Monday, 9 November 2015

Milena P. Staykova, EdD, APRN, FNP-BC
Department of Nursing, Jefferson College of Health Sciences, Roanoke, VA, USA
Daniele I. Staykov, student, None
Schoool, Hidden Valley High School, Roanoke, VA, USA

In the 21stcentury’s healthcare, behind every clinical decision making, there should be evidence to support it. Using Evidence-Based Practice (EBP) is not any more in the realm of opportunities but it has become an expectation for daily professional practice in any healthcare field including nursing. Professional organizations such as the American Association College of Nursing and National League of Nursing  have drafted the future of professional nursing practice that should be based on evidence. Sigma Theta Tau International is one of the first international organizations that are supporting the development of nursing scholarship and clinical practice that is based on evidence. The public and employers expect the new graduate nurses entering clinical settings to integrate a high-quality level of evidence into their clinical decision-making and lead the delivery of safe, cost effective but quality, patient-centered care.  However, at the academic institutions, the nursing research courses often put greater emphasis on learning research concepts rather than using the evidence to make clinical decision for a specific clinical condition and in a specific clinical situation. The limited  EBP exposure leaves the students unprepared for the transition to the professional nursing practice. Furthermore, the fast-paced nature of the contemporary education demands from the faculty to deliver condensable information and quickly prepare clinicians using technology, engaging teaching strategies and student-centered education. Nursing faculty members face the challenge to select key content and meet course objectives in a short time period.  The purposes of this project are to discuss how nursing students develop evidence-based practice knowledge, skills, and attitudes over a 10-week course and to share the design of a student project that is based on EBP model for clinical decision making.
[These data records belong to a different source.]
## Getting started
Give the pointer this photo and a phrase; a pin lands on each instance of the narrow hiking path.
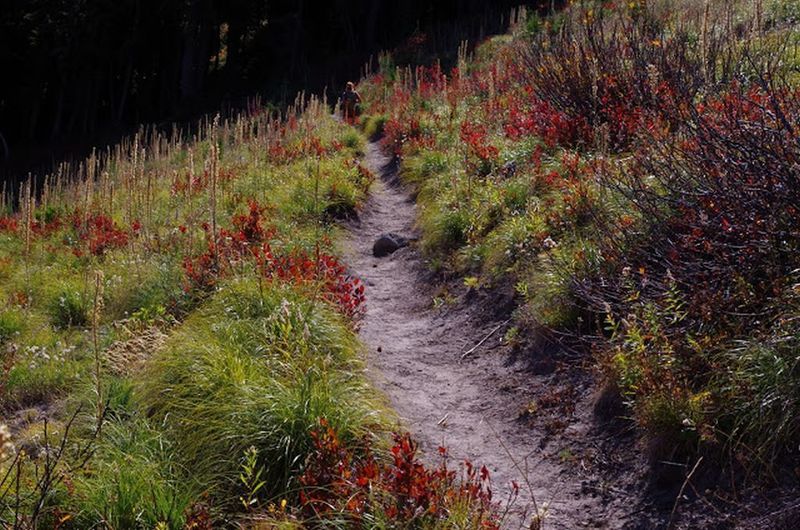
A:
(472, 406)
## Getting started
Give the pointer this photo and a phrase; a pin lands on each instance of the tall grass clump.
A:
(256, 369)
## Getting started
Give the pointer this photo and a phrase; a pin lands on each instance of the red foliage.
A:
(476, 137)
(336, 480)
(101, 232)
(250, 240)
(543, 120)
(8, 224)
(323, 271)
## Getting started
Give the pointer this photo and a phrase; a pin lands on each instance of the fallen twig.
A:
(484, 339)
(680, 493)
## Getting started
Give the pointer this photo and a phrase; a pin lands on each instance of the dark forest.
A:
(84, 72)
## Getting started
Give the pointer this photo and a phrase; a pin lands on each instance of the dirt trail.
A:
(472, 407)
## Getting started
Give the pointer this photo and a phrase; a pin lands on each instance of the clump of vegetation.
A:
(177, 326)
(629, 167)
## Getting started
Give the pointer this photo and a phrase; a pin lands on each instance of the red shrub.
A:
(338, 481)
(8, 224)
(100, 231)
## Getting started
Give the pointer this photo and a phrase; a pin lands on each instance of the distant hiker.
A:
(350, 101)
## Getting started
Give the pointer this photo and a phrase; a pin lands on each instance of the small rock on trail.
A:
(387, 244)
(414, 357)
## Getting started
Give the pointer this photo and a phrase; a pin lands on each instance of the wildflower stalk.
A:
(97, 306)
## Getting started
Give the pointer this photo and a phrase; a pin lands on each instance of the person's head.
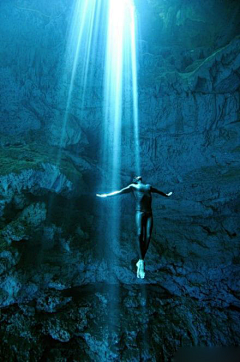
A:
(137, 179)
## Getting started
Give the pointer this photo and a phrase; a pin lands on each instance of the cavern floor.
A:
(104, 322)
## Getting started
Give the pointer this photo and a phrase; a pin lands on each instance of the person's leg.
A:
(149, 227)
(141, 226)
(140, 231)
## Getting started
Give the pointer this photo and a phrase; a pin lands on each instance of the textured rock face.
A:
(53, 231)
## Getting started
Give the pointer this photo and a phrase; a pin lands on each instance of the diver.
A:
(144, 218)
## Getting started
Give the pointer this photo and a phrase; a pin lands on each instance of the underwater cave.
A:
(120, 180)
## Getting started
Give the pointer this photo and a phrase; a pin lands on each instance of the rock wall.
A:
(52, 226)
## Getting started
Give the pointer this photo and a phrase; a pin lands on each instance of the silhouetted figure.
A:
(144, 218)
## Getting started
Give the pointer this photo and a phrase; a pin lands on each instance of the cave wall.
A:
(189, 77)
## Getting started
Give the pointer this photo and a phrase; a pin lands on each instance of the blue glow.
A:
(121, 89)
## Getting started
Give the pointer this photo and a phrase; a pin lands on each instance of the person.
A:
(144, 218)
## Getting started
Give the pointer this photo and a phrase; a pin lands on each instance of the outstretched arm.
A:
(125, 190)
(156, 191)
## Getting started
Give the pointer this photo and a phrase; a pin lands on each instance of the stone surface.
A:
(67, 283)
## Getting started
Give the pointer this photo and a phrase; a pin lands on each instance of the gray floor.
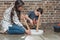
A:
(48, 35)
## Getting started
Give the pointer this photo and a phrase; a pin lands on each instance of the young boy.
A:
(33, 17)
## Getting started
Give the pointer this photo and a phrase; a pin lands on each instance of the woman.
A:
(11, 20)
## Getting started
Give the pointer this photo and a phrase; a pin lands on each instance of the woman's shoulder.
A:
(8, 9)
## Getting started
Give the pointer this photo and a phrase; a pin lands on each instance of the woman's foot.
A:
(28, 32)
(2, 32)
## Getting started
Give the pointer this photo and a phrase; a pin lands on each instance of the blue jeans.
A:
(15, 29)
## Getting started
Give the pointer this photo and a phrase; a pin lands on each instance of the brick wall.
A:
(51, 9)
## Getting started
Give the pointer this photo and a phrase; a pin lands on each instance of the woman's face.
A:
(20, 8)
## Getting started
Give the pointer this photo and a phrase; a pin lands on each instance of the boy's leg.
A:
(16, 30)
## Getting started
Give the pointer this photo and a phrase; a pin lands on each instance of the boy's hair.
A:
(40, 10)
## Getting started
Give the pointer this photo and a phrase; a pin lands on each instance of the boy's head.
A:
(38, 11)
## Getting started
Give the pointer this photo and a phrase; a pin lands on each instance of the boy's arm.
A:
(38, 23)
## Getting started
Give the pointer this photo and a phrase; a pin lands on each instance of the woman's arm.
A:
(38, 23)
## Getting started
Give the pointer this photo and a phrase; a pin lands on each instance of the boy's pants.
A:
(15, 29)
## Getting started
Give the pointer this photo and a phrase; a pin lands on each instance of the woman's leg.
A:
(15, 29)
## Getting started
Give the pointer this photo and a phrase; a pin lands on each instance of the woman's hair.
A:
(40, 10)
(18, 3)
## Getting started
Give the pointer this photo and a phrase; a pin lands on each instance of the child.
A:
(33, 17)
(11, 21)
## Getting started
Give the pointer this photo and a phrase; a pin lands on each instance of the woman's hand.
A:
(28, 32)
(31, 22)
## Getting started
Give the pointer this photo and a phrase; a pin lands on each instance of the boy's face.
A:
(37, 13)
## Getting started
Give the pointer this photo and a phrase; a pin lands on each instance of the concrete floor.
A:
(48, 35)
Method: A pedagogical procedure to teaching nursing research and integrate an EBP model for clinical decision-making. Population: 27 traditional track and 27 accelerated (2ndbaccalaureate degree) track BSN students from diverse backgrounds, age, and gender completed the 10-week course. Design: 10-week course that included educational modules integrating animated lectures, practice sessions, innovative and engaging in-class activities, exams, and poster and power point project presentations.

Results: 3 students posters were invited for presentation at the Week of the Nurse by the Sr. Director of Research and EBP of a Magnet-designated organization. The topic ranged from Catheter Associated Central Line Infections and Ventilator Associated Pneumonia to Violence at Workplace. Two posters were presented at the College Research Day; 1 abstract was invited for a poster presentation at a professional conference; 3 student abstracts were submitted for poster presentations at the 43rdSTTI biannual convention. One team was invited to present at the local hospital’s Evidence-Based Council. One team presented the group project to oncology nurses who were starting a new central-line-infection-prevention product that the students have researched during their project.

Discussions: The culture for EBP and clinical inquiry for best evidence can be ignited in a classroom at a baccalaureate degree level when students experience its close relevance to future professional practice.  A 10-week course is a demanding but rewarding experience for baccalaureate-prepared nursing students. Engaging students in active learning instead of attending lectures only can have the benefit of producing lifelong outcomes for future workforce that will embrace research and EBP.